"I know," I said; "you don't mind using your wool, do you, Tib? Well, look here, we'll write with it on the white marble," and I set to work, and very soon I had written the words, "Thank you, kind fairy," to which Gerald made me add, "Come soon," and our initials, "T" and two "G's." It really looked quite pretty, and one comfort was, there was no fear of any one spoiling it before Regina saw it.

And then we went home, but we left our new books in the conservatory, because we shouldn't have known what to say if nurse had asked us about them.
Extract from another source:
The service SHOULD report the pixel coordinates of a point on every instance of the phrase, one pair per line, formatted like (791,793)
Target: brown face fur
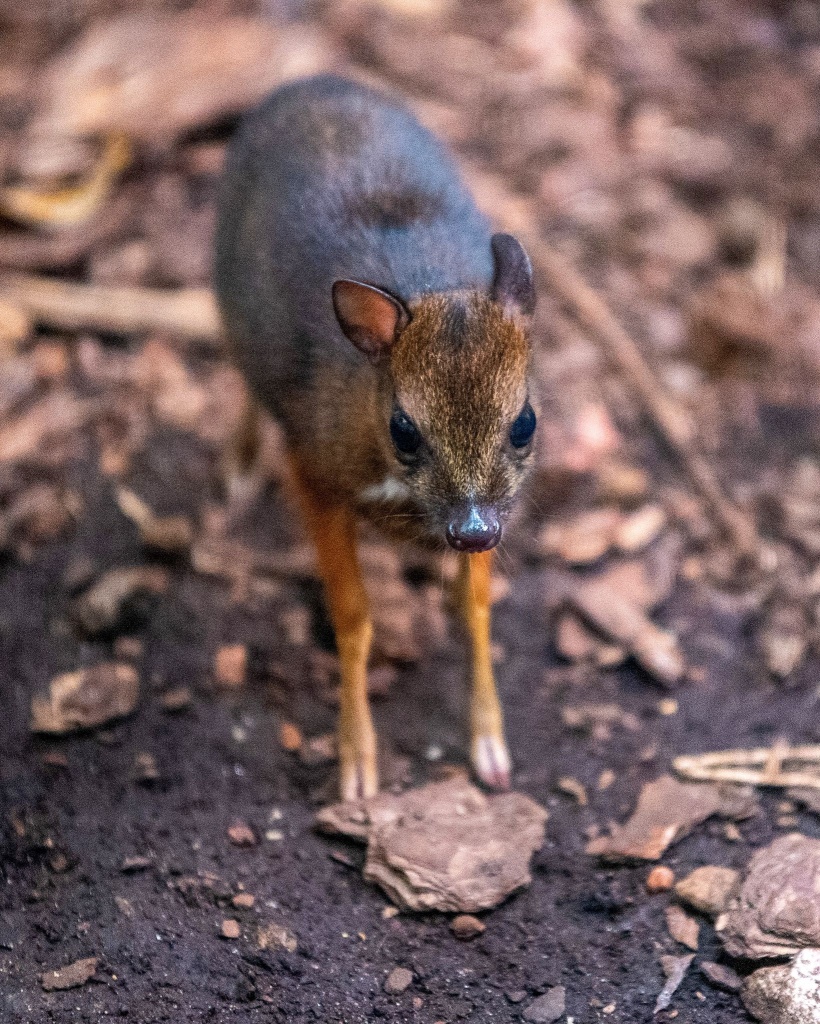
(461,372)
The next day, to our great vexation, something prevented our going at all—I forget what it was—oh no! I remember. It was that nurse took us to the little town where Mr. Markham came from, to get us spring hats. She had got grandpapa's leave to take us when he was at Rosebuds, and she hadn't told us—poor old Liddy!—because she thought it would be such a delightful surprise.
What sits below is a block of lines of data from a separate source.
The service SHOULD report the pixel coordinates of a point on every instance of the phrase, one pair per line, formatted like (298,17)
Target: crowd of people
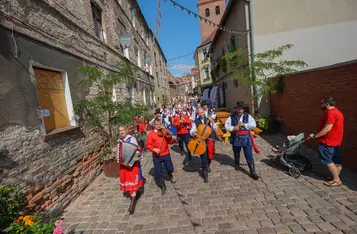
(182,123)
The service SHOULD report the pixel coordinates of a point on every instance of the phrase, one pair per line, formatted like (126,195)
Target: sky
(179,33)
It would have been a great treat if we hadn't had our heads so full of Regina, and wanting to see her again. But we were not so unkind and selfish as not to look pleased when nurse told us about it.
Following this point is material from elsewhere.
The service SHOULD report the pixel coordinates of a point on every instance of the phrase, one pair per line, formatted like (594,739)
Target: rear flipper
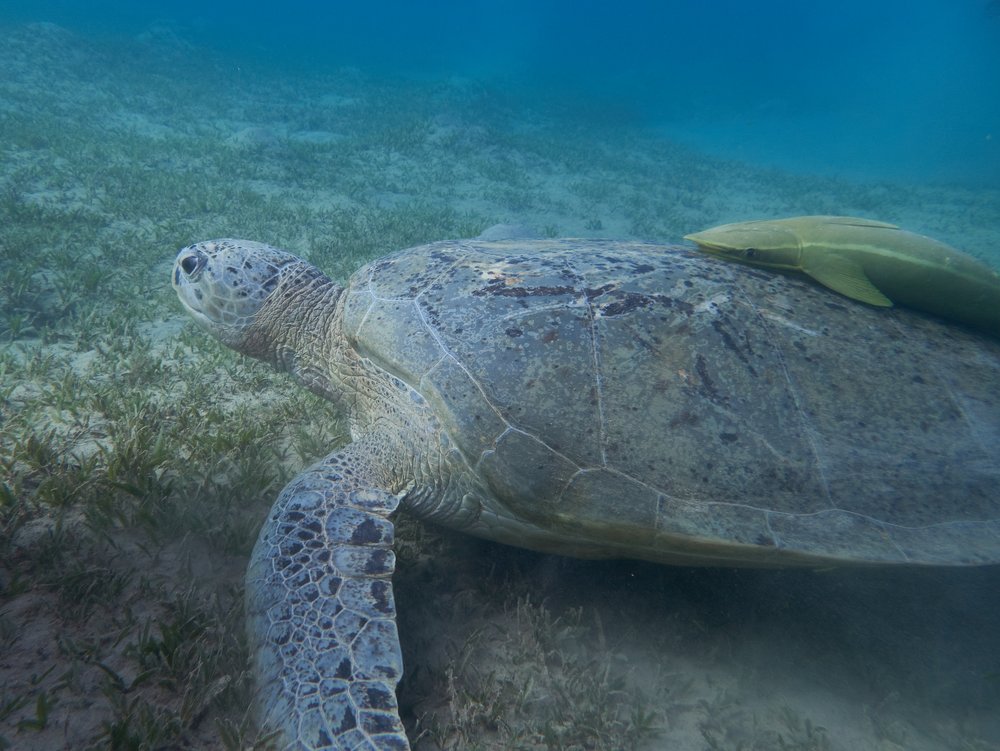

"How are we to go to the station?" I asked, for nurse had said it was two stations off by train, and when she said we should walk to the station—it was quite fine, and if it hadn't been fine we would have had to wait for another day—we were very pleased.

"We can peep in at the Rectory garden as we pass," I said to Tib, "and perhaps we'll see the lady that's like you, whoever she is. I wonder if she is Regina?"

"So do I," said Tib; "I wonder about it altogether."

But though we stared in with all our eyes at the garden of the pretty house next the church, on our way to the station, there was nobody to be seen.

"That is the Rectory, isn't it, nurse?" Tib asked her.

"I suppose so, my dears," she replied, rather nervously. "But I couldn't say for certain, having been so little in the village."